IPTC Annual General Meeting - Trip report by Raphaël

41st IPTC Meeting (Vienna 2006)

2-6 July 2006, Vienna, Austria

IPTC Annual General Meeting 2006
Author: Raphael, George
CWI participants: Raphael, George
# participants: around 50

Overall impression

Very well organized meeting. Magnific hotel in a nice city, with really nice social events. The audience was composed of all IT managers from the various news agencies or private companies that process news data, provide content management solutions, that is mainly men (I count only 3 women!), in their 50's, so it was quite scaring.
All the IPTC working documents (past meetings, minutes, presentations, past decisions, standards, etc.) are available in the NewsML directory.

For the first social event, we have visited the APA (Austrian News Agency) office and see how they work.
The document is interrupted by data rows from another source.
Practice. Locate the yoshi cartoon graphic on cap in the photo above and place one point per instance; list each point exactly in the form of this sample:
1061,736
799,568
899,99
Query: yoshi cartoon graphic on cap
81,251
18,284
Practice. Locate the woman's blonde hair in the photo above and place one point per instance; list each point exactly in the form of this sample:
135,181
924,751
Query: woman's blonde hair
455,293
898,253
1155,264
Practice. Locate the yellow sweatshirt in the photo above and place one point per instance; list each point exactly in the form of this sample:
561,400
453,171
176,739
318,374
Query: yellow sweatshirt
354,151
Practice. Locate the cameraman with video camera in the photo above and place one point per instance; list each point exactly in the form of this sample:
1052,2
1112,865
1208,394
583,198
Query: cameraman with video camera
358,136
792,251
It was really impressive ! One giant room of 16000 m², 160 persons working together with a special building architecture for the cooling/heating, no noise at all despite everybody is in the same room, etc. Visit of the IT department, composed of 60 persons (30 developers). Demonstration of their in house-developed tools for indexing / archiving / searching the news (mainly textual stories + photos).
The most innovative part of the demonstration was a dynamic clustering of the news stories, by topic when one does a search in the database. A map is displayed with island of different size depending on the number of stories found by topic. When one enter in a topic, a new clusterization is done, etc. The indexing uses what I call the "brute force approach"! They do a full text search on everything, they even do not distinguish if a word appears in the title field, in a controlled vocabulary or in the textual description. The topic clusterization is done by pure statistics techniques (text similarity) and no semantics/terminological techniques are used. They would like to, but they do not know really how to do ...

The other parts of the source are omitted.